Within the industries, the picture then is that in public safety, women make up just 18 percent. In construction, it’s just 19 percent. In energy and mining, it’s just 25 percent. An obvious explanation would be that these sectors are “men’s occupations.” This is true to the extent that many skilled trades occupations in this sector are male-dominated. However, these professions tend not to be represented on Linkedin. This means that management and leadership functions in the companies with the highest turnover in this sector are also male-dominated.

And this is true even in industries where even the perceived female quota of public debate is higher. Even in real estate (36 percent women), consumer goods (31 percent) and even retail (37 percent), women are underrepresented on Linkedin.

Gender Gap: From Linkedin to the Real World

It doesn’t stop at a digital phenomenon. The negative impact of the gender gap on Linkedin in the real world of work is noticeable. So strong, in fact, that Oxford University professor Ridhi Kashyap and doctor Florianne Verkroost have dedicated a separate study to them in 2021. They emphasize that digital networks can help especially those who have a harder time on the job market due to skin color, gender, or origin. In addition, men are statistically more likely to participate in networking activities outside of working hours than women. Especially if there are children in the household. Networks like Linkedin, in theory, serve as a flexible compensation for this.

And Linkedin data does indeed accurately reflect equality in real life. The network is available in two hundred countries around the world. In 34 of them, there are as many or even slightly more women registered on the platform as men. Data from the International Labor Organization (ILO) shows that 29 of these countries (including Latvia, Lithuania, Myanmar, and Vietnam) also have better occupational gender equality.

Difference between Linkedin in the USA and in the DACH area.
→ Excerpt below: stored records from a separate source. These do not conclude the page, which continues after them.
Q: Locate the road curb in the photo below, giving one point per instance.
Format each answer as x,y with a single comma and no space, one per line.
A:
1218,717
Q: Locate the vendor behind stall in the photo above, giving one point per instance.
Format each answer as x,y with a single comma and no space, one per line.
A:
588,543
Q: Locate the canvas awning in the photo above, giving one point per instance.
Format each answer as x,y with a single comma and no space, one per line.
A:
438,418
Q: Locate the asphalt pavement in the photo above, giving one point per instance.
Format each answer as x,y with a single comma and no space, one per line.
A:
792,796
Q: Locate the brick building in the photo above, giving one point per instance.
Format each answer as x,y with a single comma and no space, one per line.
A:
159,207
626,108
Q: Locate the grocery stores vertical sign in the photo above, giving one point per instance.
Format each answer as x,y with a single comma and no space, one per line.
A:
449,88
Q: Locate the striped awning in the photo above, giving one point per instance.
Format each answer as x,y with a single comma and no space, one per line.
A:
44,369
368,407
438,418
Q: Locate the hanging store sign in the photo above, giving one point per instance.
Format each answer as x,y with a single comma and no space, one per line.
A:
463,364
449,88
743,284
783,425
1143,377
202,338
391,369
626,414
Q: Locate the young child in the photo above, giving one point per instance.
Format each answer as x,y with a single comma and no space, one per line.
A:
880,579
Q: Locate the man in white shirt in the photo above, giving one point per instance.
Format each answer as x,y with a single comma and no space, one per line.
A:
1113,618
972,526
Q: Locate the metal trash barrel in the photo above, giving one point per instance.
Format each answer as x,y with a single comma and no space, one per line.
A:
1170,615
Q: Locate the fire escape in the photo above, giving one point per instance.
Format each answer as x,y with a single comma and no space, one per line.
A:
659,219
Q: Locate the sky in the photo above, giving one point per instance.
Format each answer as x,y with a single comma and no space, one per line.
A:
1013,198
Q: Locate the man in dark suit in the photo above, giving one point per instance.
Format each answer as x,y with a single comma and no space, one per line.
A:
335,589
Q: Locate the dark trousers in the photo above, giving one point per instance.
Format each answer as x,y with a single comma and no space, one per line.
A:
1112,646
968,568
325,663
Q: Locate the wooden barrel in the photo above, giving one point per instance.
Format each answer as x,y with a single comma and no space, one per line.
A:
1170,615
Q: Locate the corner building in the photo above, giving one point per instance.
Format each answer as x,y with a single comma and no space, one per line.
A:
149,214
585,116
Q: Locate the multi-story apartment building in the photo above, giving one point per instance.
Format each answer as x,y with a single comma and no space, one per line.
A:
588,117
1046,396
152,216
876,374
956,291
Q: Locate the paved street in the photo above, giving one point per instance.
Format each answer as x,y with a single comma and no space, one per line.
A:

The difference between the US and the DACH market is less clear than thought. The American Linkedin user base is a bit more female. In total, there are more or at least the same number of women in five of 23 industries: legal services, nonprofits, humanities, healthcare, and wellness and fitness. The education sector, which spans many industries, is also female-dominated. It’s a statistic that points to a future with more equality.

That women are being disadvantaged in the workforce is nothing new. The ILO calculates that in managerial, professional and technical occupations, the proportion of women is just 45 percent. The difference is particularly clear in management positions. Two-thirds are held by men. In Austria, not even a quarter of the supervisory boards of the 200 companies with the highest turnover are female (Germany: 30 percent) and a whopping 91 percent of managing directors are male (Germany: 85 percent).

All this has an impact. According to Eurostat, women in Austria earn 19 percent less than men. In Germany, the figure is 18 percent. The EU average, which is also not exhilarating, is 13 percent. Expressed in euros, this means that women are paid 670,000 euros less than men during their working lives. Men receive 1.5 million euros, women only 830,000 euros. This is why women receive only 68 percent of men’s pensions and are at massive risk of poverty in old age.

Gender gap is a structural problem

In the public debate, it is often pointed out that women take care of children or elderly relatives. That they take lower-paid jobs or part-time employment. But these are not voluntary choices in their mass. “If 75 percent of all mothers with children work part-time, no one can tell me that this is an individual problem – instead, we have to address it structurally,” explains Katharina Mader, an economist at the Vienna Chamber of Labor. And this structure would look like giving men more tax relief and social policy subsidizing the concept of the mother and housewife.

One approach to solving the problem could be to bring classic male and female occupations into line in terms of pay. This is the case in New Zealand. If two professions require a similar amount of training and have a comparable workload, the salary should be equalized. An example would be physically demanding nursing professions, in which women are predominantly employed, and male-dominated road construction. New Zealand has thus raised pay in the education sector in particular.